In a guest column for The Hollywood Reporter, Alice in Arabia writer Brooke Eikmeier speaks out on the controversy surrounding her controversial ABC Family pilot. The Disney owned network pulled the plug on the series days after picking up the pilot due to backlash based on the description of the show. The Council on American-Islamic Relations asked ABC Family to reexamine moving forward with the series. In her column, she blames the description the network released of the show for not giving an accurate description of what the show is about:
After delivering these five scripts, the network ordered four more and I began to write the outlines, furthering Alice’s desire to stay in the country and having her become part of a movement to strengthen female roles and rights. Then I got the call on March 17 that the pilot pickup was official. However, when I read the description of the episode, I had a sinking feeling. The show is a “high-stakes drama series about a rebellious American teenage girl who, after tragedy befalls her parents, is unknowingly kidnapped by her extended family, who are Saudi Arabian,” the synopsis read. “Now a virtual prisoner in her grandfather’s royal compound, Alice must count on her independent spirit and wit to find a way to return home while surviving life behind the veil.”

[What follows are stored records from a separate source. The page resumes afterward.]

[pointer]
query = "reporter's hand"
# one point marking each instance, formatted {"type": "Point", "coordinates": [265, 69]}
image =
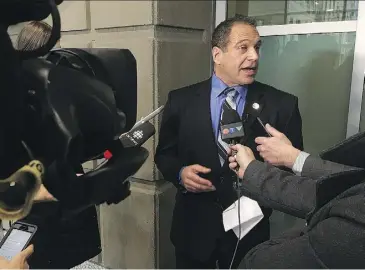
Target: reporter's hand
{"type": "Point", "coordinates": [242, 158]}
{"type": "Point", "coordinates": [19, 261]}
{"type": "Point", "coordinates": [278, 149]}
{"type": "Point", "coordinates": [193, 182]}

I cringed at kidnapped, as it implied some violent action that was never taken (her grandfather simply refuses to let her return to America for a very specific family reason revealed in the last scene of the pilot). Virtual prisoner was an over-hyped phrase I would never have personally used andsurviving life behind the veil was the exact opposite of the cultural tone I was trying to achieve. I wanted to show issues that went far beyond what I now considered a petty argument about a women’s choice of clothing. This clumsy description employed key inflammatory words highlighting Alice’s emotional starting point without any hint at where I was intending to go with her or the show and was written by someone who did not have cultural training or an appreciation of the greater ambition I was aiming for. Personally, I would have simply written: A drama centering on an American teenager who, after her mother’s death must make the adjustment to living with her maternal family in Saudi Arabia. Instead, what was released obfuscated the delicate balancing act I had been working on for ten episodes and I was horrified.